Un soir, alors que le soleil se couchait et remplissait la chambre d’une lumière dorée, Jon était assis sur son lit, et le chien était couché à côté de lui. Sarah et Emily étaient assises sur des chaises près du mur. Michael avait apporté du café pour tout le monde.

– Vous savez ? dit soudain Jon. Quand j’étais là-bas, dans cet endroit sombre, je n’entendais qu’une seule chose. Sa respiration. Et je savais que je ne pouvais pas partir. Parce que si je partais, qui le nourrirait le matin ?

Sarah sourit.

– Je crois qu’on connaît tous la réponse, maintenant.

Emily caressait déjà le chien, qui remuait joyeusement la queue.

– Il fait partie de notre famille, maintenant, papa.

Jon regarda le chien, puis sa femme, puis sa fille, puis son frère. Il n’y avait plus de fatigue sur son visage. Il y avait de la gratitude, de l’amour, et un sentiment nouveau, frais, difficile à exprimer avec des mots.

– Vous savez quoi ? dit-il. Quand je sortirai d’ici, nous irons tous ensemble faire de longues promenades. Tous les matins. Quel que soit le temps.

Le chien sembla comprendre ces paroles. Il releva la tête, regarda Jon dans les yeux avec une telle dévotion que tous les présents se turent à nouveau. Puis il poussa doucement son museau contre la main de Jon, comme pour dire : « Je suis avec toi. Toujours. »

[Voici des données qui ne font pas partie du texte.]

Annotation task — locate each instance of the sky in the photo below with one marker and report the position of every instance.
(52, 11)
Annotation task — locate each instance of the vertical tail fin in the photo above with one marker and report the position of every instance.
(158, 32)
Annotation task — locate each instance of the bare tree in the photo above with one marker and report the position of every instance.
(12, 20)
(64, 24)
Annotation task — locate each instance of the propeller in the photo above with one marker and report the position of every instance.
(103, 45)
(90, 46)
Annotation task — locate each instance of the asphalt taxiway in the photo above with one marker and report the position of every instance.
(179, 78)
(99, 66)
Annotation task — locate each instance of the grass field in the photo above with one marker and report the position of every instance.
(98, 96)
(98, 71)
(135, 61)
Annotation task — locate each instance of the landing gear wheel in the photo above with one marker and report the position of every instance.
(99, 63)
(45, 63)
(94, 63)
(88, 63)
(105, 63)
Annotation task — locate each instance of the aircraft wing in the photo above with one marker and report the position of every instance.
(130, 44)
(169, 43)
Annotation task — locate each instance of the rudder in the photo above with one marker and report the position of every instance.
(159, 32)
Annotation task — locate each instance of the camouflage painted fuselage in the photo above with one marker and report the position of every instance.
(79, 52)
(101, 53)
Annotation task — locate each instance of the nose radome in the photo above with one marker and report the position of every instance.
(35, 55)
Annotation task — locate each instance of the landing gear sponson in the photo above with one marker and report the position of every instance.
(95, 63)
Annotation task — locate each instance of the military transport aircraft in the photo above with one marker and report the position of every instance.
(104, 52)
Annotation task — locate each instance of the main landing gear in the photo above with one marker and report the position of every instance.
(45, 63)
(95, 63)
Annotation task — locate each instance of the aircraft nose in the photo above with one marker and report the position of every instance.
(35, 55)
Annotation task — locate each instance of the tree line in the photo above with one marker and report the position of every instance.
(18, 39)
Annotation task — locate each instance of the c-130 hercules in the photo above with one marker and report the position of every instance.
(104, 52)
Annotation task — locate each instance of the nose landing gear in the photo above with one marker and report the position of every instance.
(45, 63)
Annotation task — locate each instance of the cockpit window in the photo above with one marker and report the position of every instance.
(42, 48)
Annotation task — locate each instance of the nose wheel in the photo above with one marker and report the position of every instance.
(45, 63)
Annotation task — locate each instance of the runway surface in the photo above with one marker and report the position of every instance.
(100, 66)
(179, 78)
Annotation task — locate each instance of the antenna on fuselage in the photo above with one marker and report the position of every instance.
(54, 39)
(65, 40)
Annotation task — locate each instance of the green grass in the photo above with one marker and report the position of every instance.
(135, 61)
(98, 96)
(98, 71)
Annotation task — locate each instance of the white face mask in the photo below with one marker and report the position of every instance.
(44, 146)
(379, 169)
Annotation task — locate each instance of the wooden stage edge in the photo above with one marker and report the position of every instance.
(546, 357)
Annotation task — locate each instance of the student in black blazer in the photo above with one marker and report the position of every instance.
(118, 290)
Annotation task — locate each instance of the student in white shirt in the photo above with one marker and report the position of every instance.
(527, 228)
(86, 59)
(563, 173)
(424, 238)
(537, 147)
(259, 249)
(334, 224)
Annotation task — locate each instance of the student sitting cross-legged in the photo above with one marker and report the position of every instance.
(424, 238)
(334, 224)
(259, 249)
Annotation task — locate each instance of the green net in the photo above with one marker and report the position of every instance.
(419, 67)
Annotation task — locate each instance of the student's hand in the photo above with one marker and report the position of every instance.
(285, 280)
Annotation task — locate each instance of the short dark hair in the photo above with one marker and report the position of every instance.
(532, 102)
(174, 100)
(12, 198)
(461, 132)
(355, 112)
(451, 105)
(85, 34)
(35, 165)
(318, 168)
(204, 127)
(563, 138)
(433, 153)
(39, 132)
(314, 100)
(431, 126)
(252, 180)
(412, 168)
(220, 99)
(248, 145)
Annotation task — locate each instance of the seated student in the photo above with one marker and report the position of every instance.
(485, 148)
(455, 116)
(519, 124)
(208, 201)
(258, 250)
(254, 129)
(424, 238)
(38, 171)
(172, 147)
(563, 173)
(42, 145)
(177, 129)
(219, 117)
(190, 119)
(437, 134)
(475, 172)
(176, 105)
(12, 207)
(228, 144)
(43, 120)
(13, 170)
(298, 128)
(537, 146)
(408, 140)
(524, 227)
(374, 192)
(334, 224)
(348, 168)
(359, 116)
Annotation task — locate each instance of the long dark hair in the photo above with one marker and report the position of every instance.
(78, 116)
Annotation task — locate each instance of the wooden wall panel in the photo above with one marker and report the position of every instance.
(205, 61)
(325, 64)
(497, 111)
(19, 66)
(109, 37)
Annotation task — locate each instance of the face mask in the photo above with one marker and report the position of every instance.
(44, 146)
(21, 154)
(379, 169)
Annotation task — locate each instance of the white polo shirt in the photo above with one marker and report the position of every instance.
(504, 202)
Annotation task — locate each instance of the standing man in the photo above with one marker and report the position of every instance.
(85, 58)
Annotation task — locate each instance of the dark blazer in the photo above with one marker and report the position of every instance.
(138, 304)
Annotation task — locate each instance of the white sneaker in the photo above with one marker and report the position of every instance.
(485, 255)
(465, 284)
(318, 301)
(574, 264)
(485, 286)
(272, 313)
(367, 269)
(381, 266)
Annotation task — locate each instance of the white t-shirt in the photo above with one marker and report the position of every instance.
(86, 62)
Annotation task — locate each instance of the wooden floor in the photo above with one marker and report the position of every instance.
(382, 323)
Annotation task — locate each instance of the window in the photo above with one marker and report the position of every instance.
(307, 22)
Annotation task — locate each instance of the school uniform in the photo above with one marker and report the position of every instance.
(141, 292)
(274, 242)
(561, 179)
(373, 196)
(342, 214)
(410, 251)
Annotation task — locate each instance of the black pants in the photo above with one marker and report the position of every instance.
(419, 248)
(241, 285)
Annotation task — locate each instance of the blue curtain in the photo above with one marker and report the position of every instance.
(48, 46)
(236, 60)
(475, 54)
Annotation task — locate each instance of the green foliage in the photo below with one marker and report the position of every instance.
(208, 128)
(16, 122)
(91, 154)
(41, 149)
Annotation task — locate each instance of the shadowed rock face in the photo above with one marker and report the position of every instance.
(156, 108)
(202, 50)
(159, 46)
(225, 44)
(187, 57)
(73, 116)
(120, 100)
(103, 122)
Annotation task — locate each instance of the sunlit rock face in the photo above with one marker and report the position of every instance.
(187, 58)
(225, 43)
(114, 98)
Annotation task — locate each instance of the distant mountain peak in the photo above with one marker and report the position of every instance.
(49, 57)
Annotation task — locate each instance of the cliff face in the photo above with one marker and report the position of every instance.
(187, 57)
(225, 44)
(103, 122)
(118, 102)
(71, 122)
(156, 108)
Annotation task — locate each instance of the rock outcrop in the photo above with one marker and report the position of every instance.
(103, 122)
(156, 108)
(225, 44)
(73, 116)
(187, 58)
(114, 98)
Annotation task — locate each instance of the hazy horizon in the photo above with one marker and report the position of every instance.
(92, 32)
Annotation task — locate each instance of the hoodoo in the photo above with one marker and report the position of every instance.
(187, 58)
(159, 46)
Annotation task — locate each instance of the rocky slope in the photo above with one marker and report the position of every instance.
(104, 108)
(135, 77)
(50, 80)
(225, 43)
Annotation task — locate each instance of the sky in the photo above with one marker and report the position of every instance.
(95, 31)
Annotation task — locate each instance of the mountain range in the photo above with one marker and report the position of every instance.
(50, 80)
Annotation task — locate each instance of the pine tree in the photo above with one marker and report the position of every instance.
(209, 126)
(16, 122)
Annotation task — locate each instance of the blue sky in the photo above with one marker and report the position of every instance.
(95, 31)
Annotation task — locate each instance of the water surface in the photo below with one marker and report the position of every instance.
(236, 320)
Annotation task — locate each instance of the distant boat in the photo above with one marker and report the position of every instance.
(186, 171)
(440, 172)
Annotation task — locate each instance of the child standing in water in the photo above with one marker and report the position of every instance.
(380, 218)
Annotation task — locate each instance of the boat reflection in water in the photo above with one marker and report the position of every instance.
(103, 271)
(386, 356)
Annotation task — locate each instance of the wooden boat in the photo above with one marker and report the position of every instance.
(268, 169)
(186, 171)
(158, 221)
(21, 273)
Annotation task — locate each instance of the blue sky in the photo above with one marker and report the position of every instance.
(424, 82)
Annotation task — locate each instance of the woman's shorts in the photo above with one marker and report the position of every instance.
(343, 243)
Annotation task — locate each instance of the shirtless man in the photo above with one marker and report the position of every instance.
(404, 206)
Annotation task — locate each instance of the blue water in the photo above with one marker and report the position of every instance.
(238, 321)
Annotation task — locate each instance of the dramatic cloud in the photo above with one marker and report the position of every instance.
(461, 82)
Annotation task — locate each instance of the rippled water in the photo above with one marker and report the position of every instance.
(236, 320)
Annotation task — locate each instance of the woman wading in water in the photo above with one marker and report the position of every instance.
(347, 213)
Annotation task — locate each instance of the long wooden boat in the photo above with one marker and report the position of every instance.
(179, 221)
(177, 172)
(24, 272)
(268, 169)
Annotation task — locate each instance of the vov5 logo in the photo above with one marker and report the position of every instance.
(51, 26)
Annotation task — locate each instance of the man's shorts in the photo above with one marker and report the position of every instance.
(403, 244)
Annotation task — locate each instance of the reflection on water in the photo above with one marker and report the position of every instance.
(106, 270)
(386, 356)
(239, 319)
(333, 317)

Dehors, le soleil envoyait ses derniers rayons à travers le ciel. Dans la chambre, il y avait du silence, mais pas ce silence lourd et oppressant des premiers jours. Ce silence était chaud, apaisant, plein de promesses. Jon caressait la tête de son ami, et sur les moniteurs, son cœur battait régulièrement, fort, en confiance.

Il était revenu. Et il n’était pas revenu seul.

Avec lui était venue quelque chose de plus fort que n’importe quel médicament : l’amour, la fidélité, et ce petit espoir inébranlable qui nous retient dans ce monde, même quand tout semble perdu.